2nd Circuit Ruling that Dodd-Frank Whistleblower Retaliation Claims are Arbitrable under Employment Agreements filed for US Supreme Court Review

Date: December 31, 2019

On December 16, 2019 Petitioner Erin Daly filed a petition for writ of certiorari to have the United States Supreme Court review the 2nd Circuit ruling of Daly v. Citigroup Inc., 939 F.3d 415 (2nd Cir. 2019), which held that arbitration clauses were valid for whistleblower retaliation complaints under the Dodd-Frank Act.

The facts of the case pertain to the Plaintiff working in the Private Bank Division of Citigroup.  The Plaintiff allegedly complained to internal bank attorneys and human resources employees that her supervisor repeatedly demanded of her to disclose material non-public information to the supervisor’s favored clients, and was subsequently fired when she reported her complaint.  The Plaintiff then filed a complaint in the Southern District of New York alleging several claims under the whistleblower retaliation clauses of the Dodd-Frank and Sarbanes-Oxley Acts.  Citigroup responded by filing a motion to dismiss the Plaintiff’s Sarbane-Oxley Act claims and compel arbitration for the Dodd-Frank Act claims.  Citigroup argued the Plaintiff’s signed employment agreement contained an arbitration clause, and all of the claims, except the claims under the Sarbanes-Oxley Act were subject to mandatory arbitration.  In regard to the Sarbanes-Oxley Act claim, Citigroup argued for dismissal based on the fact the Plaintiff had not exhausted all of her administrative remedies.  The district court granted both of Citigroup’s motions.

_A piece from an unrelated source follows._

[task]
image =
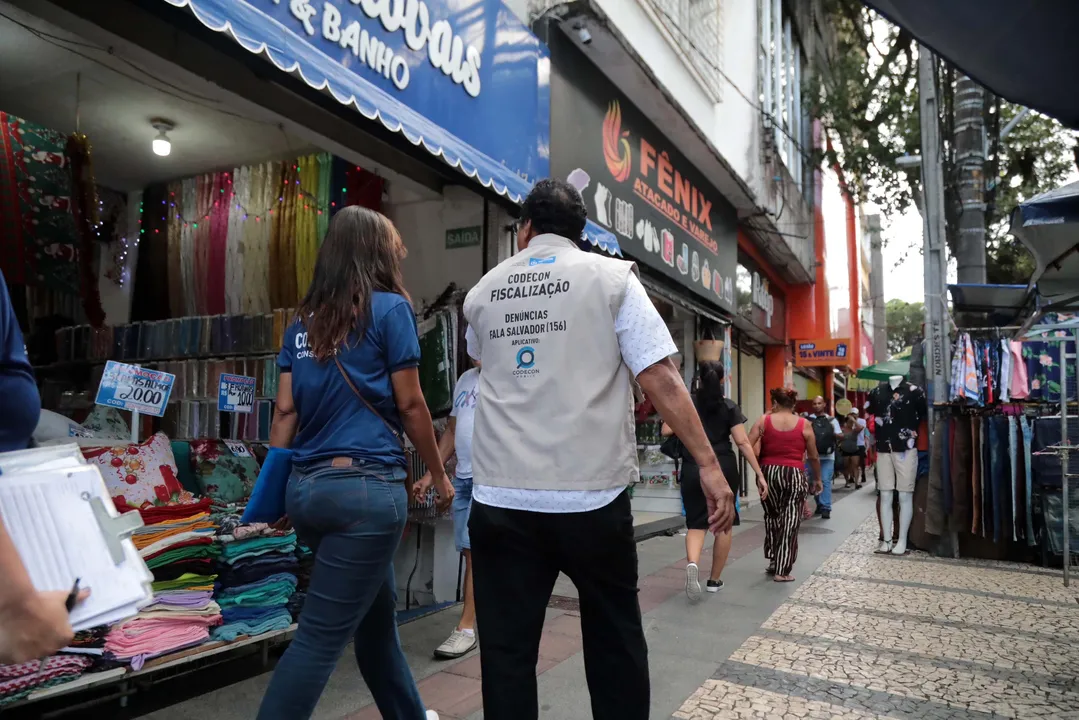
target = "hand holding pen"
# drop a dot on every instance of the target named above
(37, 624)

On September 19, 2019, the 2nd Circuit affirmed the district court’s ruling and joined the 3rd Circuit in holding that Dodd-Frank whistleblower retaliation complaints are arbitrable (See Khazin v. TD Ameritrade Holding Corp., 773 F.3d 488 (3d Cir. 2014)).  The 2nd Circuit justified its decision in noting that unlike the Sarbanes-Oxley Act, which explicitly contains an anti-arbitration provision, the Dodd-Frank Act contains no language, signaling Congress’s intent to not preclude whistleblower retaliation complaints under the Dodd-Frank Act from being precluded.  Thus, the Plaintiff, in signing the employment agreement with the arbitration provision, was bound to arbitration for her Dodd-Frank Act whistleblower retaliation claims.

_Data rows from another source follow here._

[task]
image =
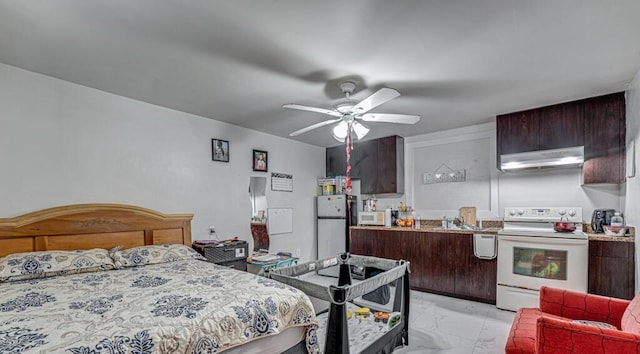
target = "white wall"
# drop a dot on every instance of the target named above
(61, 143)
(632, 200)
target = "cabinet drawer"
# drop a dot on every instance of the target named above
(611, 249)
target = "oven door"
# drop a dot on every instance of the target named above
(527, 263)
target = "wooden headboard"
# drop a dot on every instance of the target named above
(85, 226)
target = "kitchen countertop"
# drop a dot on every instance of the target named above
(491, 230)
(603, 237)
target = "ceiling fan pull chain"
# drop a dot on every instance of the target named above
(348, 150)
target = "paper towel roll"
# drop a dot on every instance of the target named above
(485, 246)
(387, 217)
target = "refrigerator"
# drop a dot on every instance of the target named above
(335, 214)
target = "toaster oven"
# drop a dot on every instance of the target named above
(371, 218)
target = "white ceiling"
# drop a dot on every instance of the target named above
(455, 63)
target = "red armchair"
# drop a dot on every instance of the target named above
(550, 329)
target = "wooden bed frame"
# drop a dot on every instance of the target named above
(86, 226)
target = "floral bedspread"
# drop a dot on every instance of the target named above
(187, 306)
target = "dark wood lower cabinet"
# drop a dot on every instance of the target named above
(612, 268)
(441, 263)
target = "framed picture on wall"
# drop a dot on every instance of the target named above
(260, 160)
(220, 150)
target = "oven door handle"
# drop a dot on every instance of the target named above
(543, 240)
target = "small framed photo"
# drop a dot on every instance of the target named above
(260, 160)
(220, 150)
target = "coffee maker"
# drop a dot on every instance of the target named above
(600, 218)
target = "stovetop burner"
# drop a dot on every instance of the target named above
(540, 221)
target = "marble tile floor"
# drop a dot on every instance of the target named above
(441, 324)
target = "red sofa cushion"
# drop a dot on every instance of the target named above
(631, 317)
(522, 337)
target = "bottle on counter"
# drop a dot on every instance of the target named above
(617, 220)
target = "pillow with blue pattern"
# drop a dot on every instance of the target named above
(41, 264)
(152, 254)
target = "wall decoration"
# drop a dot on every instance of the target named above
(220, 150)
(444, 176)
(260, 160)
(281, 182)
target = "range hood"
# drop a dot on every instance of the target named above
(564, 157)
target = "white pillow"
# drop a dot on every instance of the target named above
(31, 265)
(152, 254)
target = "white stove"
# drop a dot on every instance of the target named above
(540, 221)
(532, 254)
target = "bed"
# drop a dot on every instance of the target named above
(113, 278)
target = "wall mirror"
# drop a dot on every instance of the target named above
(258, 198)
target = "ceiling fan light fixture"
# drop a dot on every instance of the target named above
(340, 131)
(360, 130)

While there is no guarantee that the Supreme Court will grant certiorari and review the case, this is an important case to follow as the 2nd Circuit is now the second federal appellate court decision to conclude that mandatory arbitration clauses in employment agreements are enforceable with respect to whistleblower retaliation claims under the Dodd-Frank Act.